With all of this newly gained and unexpected knowledge, I am overwhelmed with both excitement as well as fear. Okay, mostly fear. I have known my calling into ministry since 8th grade, which some people think is awesome, but I think it’s just plain scary. The pressure of knowing what you’re supposed to be, but not how to get there or how to do it well when you finally arrive is mind-blowing. It feels like your professor tells you the first day of class that you will have a test. In your mind, you know that test is most likely just a test of your knowledge and not really an assessment of what you have learned so far since you haven’t learned anything yet. But in that process, you also scramble to study or ask questions or do something to better your chances of your perception in your professor’s eyes. The more I type that, the more it feels alarmingly accurate. Life is a constant test of what you have to offer, what you can bring to the table, and how pleasant you can be in the process. When in reality, your professor (God) just wants to learn how to best teach you from where you currently stand. And that’s where the excitement piece comes in to play. How cool is it that I get these opportunities? How gracious is it that God has been slowly showing me who I’m called to be over the last 7 years and continues to teach me about my own self? And how amazing is it that I get to actually enjoy the journey of getting there?

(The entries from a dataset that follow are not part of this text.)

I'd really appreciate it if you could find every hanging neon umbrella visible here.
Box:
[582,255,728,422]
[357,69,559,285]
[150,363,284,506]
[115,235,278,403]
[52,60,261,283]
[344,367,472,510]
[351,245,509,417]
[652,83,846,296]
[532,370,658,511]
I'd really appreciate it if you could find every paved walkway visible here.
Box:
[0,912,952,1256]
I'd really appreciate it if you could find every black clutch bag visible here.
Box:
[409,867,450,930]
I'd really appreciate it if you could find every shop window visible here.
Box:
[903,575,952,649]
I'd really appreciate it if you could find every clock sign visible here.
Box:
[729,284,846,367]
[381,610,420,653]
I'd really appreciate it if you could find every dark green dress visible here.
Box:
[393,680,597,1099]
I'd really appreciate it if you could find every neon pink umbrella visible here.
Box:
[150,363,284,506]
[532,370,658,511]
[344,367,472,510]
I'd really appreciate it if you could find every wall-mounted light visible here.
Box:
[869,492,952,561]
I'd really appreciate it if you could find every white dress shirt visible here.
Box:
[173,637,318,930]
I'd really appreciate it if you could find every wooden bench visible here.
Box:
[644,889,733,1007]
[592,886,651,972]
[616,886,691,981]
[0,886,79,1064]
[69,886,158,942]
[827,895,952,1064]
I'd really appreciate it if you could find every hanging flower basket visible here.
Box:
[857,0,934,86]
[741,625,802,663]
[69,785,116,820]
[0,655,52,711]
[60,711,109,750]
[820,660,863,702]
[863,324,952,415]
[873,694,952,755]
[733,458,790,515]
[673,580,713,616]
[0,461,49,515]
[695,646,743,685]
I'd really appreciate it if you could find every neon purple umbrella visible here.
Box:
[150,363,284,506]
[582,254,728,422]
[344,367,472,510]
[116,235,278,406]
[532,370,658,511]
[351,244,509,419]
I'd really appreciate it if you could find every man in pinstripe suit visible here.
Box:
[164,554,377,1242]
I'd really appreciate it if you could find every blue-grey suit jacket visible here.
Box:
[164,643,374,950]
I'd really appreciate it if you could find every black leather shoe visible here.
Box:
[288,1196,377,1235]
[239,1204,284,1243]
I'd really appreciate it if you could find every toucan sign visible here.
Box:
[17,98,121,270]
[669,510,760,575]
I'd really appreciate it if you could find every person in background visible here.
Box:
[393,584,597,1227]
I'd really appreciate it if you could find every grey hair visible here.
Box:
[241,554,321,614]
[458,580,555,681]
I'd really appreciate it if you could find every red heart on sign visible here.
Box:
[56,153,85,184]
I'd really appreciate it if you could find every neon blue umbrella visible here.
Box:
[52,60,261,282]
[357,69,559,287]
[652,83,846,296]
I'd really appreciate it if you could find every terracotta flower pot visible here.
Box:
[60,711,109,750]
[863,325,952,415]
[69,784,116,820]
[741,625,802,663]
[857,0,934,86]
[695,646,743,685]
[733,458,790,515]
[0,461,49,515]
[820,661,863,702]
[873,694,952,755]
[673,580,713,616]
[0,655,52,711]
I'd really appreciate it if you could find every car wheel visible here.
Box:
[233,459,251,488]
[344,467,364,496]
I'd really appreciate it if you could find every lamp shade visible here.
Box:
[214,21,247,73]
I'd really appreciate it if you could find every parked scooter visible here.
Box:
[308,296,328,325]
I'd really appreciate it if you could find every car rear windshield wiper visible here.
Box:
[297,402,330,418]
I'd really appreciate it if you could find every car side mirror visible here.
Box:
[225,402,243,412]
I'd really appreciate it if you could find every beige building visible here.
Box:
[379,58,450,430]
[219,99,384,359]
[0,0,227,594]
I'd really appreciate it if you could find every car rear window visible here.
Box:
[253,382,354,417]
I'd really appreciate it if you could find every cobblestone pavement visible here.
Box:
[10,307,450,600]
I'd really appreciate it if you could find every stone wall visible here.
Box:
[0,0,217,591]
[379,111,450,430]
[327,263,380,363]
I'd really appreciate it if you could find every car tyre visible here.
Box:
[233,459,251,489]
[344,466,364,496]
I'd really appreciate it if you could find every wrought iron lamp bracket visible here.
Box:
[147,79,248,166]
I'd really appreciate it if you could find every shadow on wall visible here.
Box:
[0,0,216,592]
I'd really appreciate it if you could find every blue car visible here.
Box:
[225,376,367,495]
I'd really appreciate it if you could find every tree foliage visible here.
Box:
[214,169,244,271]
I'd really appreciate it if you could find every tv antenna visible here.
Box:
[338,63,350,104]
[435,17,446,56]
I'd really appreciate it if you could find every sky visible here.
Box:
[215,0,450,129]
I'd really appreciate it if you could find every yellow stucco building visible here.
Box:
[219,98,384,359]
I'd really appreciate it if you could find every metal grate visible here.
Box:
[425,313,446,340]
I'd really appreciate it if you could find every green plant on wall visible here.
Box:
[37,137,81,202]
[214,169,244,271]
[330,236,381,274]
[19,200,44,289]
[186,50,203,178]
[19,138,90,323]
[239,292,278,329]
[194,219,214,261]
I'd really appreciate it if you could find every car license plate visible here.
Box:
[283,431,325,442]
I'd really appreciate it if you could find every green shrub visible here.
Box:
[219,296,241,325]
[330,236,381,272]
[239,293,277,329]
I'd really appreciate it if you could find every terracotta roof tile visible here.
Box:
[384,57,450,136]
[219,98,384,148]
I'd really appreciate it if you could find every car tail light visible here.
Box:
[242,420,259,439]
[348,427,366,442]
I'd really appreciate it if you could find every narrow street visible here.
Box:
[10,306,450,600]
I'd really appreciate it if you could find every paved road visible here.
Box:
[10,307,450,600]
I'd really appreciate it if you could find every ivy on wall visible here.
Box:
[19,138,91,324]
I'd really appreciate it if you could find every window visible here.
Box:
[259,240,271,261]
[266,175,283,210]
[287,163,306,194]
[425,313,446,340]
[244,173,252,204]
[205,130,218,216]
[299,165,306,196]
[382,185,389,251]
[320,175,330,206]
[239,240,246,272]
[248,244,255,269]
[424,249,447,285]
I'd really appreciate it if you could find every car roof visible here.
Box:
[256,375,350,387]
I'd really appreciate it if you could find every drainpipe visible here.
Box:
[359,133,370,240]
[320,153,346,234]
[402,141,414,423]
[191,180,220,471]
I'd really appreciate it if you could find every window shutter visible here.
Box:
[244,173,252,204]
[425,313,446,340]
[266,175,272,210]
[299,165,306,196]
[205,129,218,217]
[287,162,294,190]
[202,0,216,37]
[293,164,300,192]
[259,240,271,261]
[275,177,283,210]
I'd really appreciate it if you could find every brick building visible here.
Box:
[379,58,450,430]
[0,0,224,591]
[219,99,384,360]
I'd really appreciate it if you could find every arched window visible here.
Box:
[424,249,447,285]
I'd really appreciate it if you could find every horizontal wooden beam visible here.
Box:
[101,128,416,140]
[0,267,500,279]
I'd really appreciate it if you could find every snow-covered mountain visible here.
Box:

I have no clue where I will end up. I’m sure I haven’t even come close to processing all that I have learned through my internship so far. But I do know that I’m learning how to be myself (even in the times that I feel like I don’t know who I am). And that is probably one of the coolest things ever. So just when you feel like you’re overwhelmed with experiences or you have zero clue about what your next steps will be or you’re feeling pressure from too many extraneous sources, remember these 3 things:
- Every one (and I mean everyone) is just as clueless about what they’re doing. The sooner you admit that, the sooner you get to have some really awesome people figuring out life alongside you.
- Pray through your uncertainty. I’ve learned that God is an excellent listener. That great kind of listener who lets you process everything out loud until you finally have at least some peace about where you are (like Maria!). But in all seriousness, I do believe that we were not created to suffer unnecessarily by holding onto our burdens completely on our own. Try giving some of that up every once and a while.
- And finally, learn to breathe. It’s way too easy to get stressed or compete for busyness or just plain be miserable because it’s still cold and rainy outside. But we hold the power of our own attitude, and that can make worlds of difference. Especially in this transformative time in our lives.